AIツール2026年8月更新

Notion AIの使い方|初心者向け完全ガイド【2026年8月最新】料金・できること・ChatGPTとの違い

公開日: 2026/04/12
更新日: 2026/08/22
Notion AIの使い方|初心者向け完全ガイド【2026年8月最新】料金・できること・ChatGPTとの違い

この記事のポイント

Notion AIの使い方を初心者向けに解説。起動方法は4つ、フル機能はビジネスプラン(1メンバー月¥3,150・税別)から。できること・できないこと、月額とクレジットの二階建て料金、ChatGPTとの違いまで2026年8月の公式情報で整理しました。

Notion AIは、ページ右下のエージェントアイコン、ショートカットキー(Mac: Shift + Cmd + J / Windows: Shift + Ctrl + J)、空行でのスペースキー、スラッシュコマンド / の4つのいずれかで呼び出して使います。 ただし現時点では、フリープラン・プラスプランで使えるのは体験版のAI機能のみで、Notionエージェントを含むフル機能はビジネスプラン(1メンバー月¥3,150・税別)以上が必要です。

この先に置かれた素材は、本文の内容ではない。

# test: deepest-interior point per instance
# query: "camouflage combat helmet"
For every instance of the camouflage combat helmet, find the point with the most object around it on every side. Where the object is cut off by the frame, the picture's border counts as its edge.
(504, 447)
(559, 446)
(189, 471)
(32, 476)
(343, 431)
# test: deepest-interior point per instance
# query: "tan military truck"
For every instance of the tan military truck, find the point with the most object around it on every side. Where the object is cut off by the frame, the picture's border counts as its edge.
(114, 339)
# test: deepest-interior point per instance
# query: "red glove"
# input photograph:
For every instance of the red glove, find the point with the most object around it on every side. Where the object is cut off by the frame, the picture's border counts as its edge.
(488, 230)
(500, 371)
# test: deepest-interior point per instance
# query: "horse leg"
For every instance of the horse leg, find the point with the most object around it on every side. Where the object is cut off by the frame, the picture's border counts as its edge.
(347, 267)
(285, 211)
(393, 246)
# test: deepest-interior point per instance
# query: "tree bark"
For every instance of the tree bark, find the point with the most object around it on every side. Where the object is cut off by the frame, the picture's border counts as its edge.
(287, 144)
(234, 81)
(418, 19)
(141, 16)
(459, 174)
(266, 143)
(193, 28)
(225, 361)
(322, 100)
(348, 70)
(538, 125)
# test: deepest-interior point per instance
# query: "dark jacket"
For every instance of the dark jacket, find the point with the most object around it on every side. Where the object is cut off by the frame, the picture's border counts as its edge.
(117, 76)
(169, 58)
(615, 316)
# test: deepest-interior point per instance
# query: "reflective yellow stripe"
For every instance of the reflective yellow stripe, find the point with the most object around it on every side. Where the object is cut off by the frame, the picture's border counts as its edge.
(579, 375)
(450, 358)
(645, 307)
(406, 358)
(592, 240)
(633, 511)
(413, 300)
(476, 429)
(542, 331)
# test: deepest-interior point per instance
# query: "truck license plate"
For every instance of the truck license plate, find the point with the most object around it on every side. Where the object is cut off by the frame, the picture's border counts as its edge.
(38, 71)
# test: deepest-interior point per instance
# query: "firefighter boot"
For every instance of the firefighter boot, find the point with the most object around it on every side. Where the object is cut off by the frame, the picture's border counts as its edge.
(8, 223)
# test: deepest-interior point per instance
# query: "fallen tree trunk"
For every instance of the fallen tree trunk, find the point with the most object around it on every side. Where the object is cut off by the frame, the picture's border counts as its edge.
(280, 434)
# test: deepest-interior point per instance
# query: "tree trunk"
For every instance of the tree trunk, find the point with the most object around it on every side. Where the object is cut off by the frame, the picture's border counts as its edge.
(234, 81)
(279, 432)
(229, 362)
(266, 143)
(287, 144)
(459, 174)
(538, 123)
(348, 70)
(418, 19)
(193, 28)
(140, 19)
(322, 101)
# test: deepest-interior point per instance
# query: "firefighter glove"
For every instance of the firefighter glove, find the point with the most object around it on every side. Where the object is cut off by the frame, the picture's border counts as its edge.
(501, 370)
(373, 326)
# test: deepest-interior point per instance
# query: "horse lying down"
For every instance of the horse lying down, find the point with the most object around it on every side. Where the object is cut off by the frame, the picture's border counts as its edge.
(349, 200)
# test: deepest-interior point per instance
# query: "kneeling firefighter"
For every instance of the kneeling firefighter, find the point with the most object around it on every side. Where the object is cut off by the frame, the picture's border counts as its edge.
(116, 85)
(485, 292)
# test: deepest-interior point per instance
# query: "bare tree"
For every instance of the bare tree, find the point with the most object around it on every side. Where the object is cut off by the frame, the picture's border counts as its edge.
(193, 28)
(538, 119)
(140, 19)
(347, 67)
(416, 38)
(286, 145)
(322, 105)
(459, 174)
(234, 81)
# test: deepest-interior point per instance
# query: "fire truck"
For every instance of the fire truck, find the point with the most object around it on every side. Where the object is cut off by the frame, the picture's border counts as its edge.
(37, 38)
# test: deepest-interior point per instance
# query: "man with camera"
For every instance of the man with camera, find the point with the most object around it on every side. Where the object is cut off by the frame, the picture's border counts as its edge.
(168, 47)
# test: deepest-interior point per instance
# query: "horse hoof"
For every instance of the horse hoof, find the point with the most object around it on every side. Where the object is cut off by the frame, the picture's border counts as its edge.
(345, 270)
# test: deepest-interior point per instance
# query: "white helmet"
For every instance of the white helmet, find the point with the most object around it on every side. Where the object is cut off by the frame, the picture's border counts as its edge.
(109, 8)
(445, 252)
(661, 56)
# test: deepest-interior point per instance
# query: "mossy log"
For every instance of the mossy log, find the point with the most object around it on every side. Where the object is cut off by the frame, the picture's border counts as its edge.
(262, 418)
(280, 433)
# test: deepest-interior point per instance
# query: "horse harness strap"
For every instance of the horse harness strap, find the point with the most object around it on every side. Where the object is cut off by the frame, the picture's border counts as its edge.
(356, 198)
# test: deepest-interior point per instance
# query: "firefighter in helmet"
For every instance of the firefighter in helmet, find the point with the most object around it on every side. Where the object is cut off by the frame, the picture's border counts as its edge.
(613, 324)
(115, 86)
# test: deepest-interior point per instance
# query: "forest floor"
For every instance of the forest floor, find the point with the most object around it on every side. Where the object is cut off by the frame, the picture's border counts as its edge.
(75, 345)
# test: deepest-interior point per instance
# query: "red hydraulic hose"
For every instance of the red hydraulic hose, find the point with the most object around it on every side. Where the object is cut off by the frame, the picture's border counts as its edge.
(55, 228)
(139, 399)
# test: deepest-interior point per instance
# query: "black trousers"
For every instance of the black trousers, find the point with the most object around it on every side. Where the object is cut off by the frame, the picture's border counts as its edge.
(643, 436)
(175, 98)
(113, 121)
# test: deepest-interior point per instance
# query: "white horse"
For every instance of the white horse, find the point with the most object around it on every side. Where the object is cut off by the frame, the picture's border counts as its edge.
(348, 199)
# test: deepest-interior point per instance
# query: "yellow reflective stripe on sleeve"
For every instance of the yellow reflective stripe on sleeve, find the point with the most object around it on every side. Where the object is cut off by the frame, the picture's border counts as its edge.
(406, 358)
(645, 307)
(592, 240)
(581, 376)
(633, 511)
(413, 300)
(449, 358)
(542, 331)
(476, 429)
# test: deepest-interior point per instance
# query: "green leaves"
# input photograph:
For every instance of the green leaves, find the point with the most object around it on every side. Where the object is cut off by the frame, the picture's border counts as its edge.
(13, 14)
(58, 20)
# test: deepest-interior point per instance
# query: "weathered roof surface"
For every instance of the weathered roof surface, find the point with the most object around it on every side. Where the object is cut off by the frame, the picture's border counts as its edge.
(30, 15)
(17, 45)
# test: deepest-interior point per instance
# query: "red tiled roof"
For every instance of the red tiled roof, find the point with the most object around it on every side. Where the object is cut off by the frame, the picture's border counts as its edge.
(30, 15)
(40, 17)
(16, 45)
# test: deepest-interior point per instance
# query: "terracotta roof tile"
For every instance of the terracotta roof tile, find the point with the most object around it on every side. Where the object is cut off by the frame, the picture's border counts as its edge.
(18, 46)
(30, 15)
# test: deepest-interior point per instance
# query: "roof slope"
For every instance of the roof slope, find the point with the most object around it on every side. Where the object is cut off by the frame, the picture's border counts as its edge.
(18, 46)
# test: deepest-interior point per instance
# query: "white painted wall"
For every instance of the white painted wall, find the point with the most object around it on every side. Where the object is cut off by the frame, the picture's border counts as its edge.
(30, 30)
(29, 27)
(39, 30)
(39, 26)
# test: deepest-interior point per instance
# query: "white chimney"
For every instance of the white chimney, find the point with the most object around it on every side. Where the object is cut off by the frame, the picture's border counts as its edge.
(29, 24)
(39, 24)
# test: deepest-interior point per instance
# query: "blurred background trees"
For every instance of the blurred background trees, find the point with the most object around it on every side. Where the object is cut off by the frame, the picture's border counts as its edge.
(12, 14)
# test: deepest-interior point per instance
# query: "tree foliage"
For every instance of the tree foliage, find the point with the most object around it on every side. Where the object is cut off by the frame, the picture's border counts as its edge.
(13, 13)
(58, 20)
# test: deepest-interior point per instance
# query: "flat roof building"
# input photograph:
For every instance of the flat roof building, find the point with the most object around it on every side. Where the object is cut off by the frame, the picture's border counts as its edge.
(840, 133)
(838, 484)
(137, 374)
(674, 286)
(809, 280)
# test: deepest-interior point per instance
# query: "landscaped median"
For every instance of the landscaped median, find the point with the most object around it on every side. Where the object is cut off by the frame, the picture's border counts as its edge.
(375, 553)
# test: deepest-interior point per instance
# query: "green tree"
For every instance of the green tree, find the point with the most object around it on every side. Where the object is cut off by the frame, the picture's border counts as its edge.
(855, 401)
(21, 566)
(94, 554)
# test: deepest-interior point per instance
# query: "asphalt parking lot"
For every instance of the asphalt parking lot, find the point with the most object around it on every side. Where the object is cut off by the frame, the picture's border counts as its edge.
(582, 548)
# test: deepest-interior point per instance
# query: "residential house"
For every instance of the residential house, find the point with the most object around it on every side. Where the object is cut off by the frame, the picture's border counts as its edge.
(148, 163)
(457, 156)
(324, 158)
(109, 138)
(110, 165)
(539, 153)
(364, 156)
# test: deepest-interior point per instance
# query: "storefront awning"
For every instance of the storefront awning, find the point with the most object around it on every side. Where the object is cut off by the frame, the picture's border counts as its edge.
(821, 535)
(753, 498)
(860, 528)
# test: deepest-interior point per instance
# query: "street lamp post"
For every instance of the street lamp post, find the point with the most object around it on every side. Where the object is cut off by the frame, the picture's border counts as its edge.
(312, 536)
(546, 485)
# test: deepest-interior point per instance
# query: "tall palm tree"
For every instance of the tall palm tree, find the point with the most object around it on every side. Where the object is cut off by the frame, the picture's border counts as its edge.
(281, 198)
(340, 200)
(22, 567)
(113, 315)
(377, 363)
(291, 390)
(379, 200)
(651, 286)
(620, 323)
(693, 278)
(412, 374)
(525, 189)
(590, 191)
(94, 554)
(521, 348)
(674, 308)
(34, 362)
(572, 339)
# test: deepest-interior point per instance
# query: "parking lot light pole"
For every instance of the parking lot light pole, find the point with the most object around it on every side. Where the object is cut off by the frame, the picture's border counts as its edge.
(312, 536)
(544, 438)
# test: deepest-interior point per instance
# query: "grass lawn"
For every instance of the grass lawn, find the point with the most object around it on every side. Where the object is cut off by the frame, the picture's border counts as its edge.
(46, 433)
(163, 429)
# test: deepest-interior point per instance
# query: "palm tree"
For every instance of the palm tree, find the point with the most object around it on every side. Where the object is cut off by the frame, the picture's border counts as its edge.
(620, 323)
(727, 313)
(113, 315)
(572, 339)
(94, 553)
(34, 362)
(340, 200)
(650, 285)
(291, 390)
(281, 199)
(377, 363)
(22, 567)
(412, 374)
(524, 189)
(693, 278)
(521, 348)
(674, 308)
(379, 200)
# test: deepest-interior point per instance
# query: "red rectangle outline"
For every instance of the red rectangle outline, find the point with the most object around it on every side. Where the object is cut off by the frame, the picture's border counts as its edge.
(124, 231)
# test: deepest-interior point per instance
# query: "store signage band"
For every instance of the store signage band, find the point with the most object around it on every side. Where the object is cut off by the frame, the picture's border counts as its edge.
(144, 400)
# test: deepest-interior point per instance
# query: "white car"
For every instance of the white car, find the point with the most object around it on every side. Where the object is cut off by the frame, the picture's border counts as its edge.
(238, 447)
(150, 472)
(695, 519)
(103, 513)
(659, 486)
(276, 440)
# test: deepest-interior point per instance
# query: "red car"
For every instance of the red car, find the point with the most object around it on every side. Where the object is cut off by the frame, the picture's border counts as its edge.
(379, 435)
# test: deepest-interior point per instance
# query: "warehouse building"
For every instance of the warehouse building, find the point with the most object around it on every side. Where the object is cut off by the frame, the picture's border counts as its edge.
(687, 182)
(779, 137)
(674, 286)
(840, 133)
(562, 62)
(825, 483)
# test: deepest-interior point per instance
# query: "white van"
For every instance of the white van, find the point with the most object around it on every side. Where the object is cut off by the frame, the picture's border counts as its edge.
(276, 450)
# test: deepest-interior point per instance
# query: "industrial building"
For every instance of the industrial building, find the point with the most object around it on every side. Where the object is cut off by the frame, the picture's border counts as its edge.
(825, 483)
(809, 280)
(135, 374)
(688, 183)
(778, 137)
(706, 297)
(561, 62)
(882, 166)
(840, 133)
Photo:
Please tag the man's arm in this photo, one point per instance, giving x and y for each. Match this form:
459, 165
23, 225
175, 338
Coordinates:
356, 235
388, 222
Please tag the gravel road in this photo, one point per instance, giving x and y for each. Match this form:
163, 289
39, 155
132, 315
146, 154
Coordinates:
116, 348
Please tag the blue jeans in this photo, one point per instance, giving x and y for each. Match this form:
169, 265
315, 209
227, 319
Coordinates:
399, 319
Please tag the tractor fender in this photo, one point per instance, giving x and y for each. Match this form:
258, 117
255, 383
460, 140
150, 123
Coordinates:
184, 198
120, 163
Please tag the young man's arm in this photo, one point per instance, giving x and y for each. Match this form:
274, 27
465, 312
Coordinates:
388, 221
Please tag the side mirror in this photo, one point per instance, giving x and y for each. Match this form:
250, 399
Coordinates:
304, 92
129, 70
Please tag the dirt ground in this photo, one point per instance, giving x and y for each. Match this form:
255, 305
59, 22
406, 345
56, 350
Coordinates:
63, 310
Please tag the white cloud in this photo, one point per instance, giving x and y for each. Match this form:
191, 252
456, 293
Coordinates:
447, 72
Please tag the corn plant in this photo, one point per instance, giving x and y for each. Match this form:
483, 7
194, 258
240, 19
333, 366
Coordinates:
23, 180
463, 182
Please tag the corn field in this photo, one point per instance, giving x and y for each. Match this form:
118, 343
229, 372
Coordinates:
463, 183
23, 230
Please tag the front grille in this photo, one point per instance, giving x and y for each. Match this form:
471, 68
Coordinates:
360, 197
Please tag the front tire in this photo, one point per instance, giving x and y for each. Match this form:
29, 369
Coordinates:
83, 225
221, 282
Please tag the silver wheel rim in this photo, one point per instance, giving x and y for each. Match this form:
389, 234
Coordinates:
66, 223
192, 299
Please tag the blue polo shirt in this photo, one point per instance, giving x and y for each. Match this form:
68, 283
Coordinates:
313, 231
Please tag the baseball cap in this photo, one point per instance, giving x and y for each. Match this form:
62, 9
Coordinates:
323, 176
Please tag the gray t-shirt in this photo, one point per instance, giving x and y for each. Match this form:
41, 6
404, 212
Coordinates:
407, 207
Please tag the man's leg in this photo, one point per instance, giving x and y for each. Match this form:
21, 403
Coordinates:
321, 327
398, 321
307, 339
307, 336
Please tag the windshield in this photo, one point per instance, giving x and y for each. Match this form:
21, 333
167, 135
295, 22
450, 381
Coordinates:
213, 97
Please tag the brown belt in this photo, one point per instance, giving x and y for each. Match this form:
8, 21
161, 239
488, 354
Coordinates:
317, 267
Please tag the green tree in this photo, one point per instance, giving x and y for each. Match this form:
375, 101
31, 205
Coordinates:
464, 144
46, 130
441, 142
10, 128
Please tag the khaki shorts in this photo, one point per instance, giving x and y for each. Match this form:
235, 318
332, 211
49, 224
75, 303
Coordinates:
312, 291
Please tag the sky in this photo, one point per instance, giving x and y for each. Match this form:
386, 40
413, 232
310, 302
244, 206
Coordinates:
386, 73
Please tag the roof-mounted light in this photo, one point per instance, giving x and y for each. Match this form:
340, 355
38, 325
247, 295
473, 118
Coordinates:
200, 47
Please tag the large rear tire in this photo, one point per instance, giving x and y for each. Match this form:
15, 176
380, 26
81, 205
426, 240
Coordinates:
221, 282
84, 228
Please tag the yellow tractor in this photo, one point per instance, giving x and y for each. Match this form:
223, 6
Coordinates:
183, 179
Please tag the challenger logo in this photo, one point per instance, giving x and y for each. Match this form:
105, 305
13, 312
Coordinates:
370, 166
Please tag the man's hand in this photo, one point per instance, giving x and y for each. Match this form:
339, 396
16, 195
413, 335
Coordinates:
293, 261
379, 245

この記事では、初心者が最初につまずきやすい「どこから起動するのか」「無料でどこまで使えるのか」を先に解決したうえで、できること・できないこと・料金の仕組み・ChatGPTとの使い分け・セキュリティまで、2026年8月時点の公式情報をもとに整理します。

この記事でわかること

  • Notion AIの4つの起動方法と、使い分けの基準
  • 2026年8月時点で使える機能の全体像(エージェント/ミーティングノート/文章作成/コーディング支援ほか)
  • 月額プランとNotionクレジット(従量課金)の「二階建て」料金構造
  • 公式が明記している「Notion AIができないこと」
  • ChatGPT・Claudeとの違いと、実務での選び分け

こんな方向けの記事です

  • Notionは使っているが、AI機能をまだ触っていない方
  • 無料のままでいけるのか、有料化が必要なのかを判断したい方
  • チーム・企業でNotion AIの導入を検討している担当者

なお、Notion AIの料金体系は2025年に大きく変わり、さらに2026年5月以降はクレジット制の従量課金が加わりました。「AIアドオンを月額◯◯円で追加する」という説明が残っている解説は現時点では成立しません。本記事は廃止済みの旧アドオン、ビジネスプランへの統合、クレジット課金の適用範囲を反映しています。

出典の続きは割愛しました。